Nathalie Lambert

Medal record

Women's short track speed skating

Representing Canada

Olympic Games

World Championships

= Nathalie Lambert =

Short track speed skater

Nathalie Brigitte Lambert, OC (born December 1, 1963, in Montreal, Quebec) is a Canadian Olympic medalist in short-track speed skating. She won one Gold medal and two Silver medals at the Winter Olympics, and was Canada's flag bearer at the 1992 Albertville Olympics closing ceremony. She is also a three-time Overall World Champion for 1991, 1993 and 1994.

Lambert won the 11 international competitions in which she participated, between 1992 and 1994. She won the all-around world championship three times: in 1991, 1993 and 1994. In 1991 she dethroned her legendary teammate, the 5 time overall World Champion Sylvie Daigle, whom she had been chasing for years, and often finished 2nd to.

Despite it not typically being her best event she was one of the gold medal favorites for the 500 metre gold at the 1992 Olympics and then became the favorite after fellow leading contenders- her teammate Sylvie Daigle and Zhang Yanmei of China both were eliminated in the heats. Unfortunately she had a fall in the semis when she got caught up with Yan Li of China, and as a result did not make the final. She rebounded from the disappointment to lead the Canadian team to gold in the relay. In 1994 she went in as the favorite in both the 500 and 1000 metres but again fell in the semis of the 500, and was just nipped for the 1000 metre gold in the last lap by Chun Lee Kyung of Korea (the winner of the next 3 world overall titles, and a 4 time Olympic Gold medalist), settling for silver. She added another silver in the relay, after the Chinese team which finished 2nd was disqualified.

After retiring, she made a comeback to the sport in 1997, and performed respectably at the 1997 World Short Track Championships. She seemed to be on pace for a place on the 1998 Canadian Olympic team, but an injury took her out of the running.

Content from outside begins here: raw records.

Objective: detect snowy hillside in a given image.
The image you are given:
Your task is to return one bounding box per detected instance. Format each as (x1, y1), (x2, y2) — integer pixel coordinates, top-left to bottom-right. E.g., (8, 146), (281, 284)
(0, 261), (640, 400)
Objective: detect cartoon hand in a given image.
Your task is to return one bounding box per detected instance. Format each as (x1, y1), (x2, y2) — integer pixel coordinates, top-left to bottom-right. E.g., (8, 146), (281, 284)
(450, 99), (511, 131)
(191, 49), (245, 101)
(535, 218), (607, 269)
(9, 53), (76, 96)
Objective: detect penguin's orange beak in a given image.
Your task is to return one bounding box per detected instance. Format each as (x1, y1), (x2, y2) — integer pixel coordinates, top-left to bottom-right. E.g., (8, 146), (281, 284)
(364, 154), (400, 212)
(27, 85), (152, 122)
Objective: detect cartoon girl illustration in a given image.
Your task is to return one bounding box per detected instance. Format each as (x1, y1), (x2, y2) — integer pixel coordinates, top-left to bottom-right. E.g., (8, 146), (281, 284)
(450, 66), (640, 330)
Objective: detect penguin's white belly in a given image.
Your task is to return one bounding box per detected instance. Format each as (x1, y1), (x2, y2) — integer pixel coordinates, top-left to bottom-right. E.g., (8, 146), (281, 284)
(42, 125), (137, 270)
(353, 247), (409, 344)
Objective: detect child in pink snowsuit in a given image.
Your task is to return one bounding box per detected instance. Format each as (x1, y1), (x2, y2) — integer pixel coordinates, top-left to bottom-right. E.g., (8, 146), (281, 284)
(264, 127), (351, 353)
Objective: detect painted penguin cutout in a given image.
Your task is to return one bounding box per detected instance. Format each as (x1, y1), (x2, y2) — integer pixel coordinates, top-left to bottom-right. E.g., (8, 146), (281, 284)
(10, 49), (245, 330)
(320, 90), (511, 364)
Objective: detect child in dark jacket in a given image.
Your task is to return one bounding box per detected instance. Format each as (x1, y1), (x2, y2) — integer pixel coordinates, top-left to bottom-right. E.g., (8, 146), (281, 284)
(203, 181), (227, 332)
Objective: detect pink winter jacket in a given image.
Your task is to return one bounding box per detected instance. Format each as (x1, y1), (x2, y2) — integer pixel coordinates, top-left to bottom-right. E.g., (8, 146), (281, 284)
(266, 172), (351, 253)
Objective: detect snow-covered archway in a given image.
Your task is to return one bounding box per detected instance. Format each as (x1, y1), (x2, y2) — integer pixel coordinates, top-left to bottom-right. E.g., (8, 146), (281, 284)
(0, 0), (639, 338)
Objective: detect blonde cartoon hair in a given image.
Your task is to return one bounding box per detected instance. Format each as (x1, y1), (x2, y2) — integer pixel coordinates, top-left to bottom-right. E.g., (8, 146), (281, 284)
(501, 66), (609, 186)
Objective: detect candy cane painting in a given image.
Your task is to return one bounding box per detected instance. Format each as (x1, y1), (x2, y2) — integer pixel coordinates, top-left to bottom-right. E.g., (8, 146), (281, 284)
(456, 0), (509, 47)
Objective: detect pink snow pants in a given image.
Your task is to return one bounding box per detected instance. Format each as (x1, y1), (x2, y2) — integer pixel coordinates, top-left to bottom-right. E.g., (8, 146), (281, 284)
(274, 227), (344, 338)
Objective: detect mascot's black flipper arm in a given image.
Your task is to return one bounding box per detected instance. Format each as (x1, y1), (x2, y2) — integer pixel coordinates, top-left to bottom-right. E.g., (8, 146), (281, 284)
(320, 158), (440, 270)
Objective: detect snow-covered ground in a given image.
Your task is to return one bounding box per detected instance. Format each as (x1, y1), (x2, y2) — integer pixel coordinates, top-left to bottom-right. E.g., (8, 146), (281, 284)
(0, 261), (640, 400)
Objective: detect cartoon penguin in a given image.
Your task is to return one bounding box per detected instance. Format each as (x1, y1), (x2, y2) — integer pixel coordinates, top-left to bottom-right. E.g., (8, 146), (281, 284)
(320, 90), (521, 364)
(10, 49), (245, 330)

Despite her surprising failure to win an individual Olympic gold medal, Natalie is regarded by many as one of the best short track speed skaters in history. She was most well known for her burst of speeds and power, as well as her technical brilliance, and her longevity as a top competitor reached rare heights in the sport.

On June 30, 2016, Lambert was made an Officer of the Order of Canada by Governor General David Johnston. Her citation read: "For her achievements in Olympic Sport and for her tremendous contributions to athletics in Canada as a renowned mentor and spokesperson."

==Records==
- 1985 - World championship, Amsterdam (Netherland) - 1000 m : 1m43s.58
- 1987 - World championship, Montréal (Quebec) - 3000 m : 5m31s.65
- 1993 - International Competition, Hamar (Norway) - 1000 m : 1m34s.07
- 1993 - World championship, Beijing (China) - relay 3000 m : 4m26s.56

==Awards==
- 1992 - Inducted into the Canadian Olympic Committee Hall of Fame
- 1994 - Named Athlete of the Year by the 'Mérite Sportif Québécois'
- From 1985 to 1987 and 1990 to 1994. Named Athlete of the Year by the Canadian Speed Skating Association
- 2001 - Inducted into Quebec's Sports Hall of Fame
- 2002 - Inducted into Canada's Sports Hall of Fame

==Personal life==
Lambert is currently married to Daniel Gaudette, a physical education teacher, and adopted two daughters from China.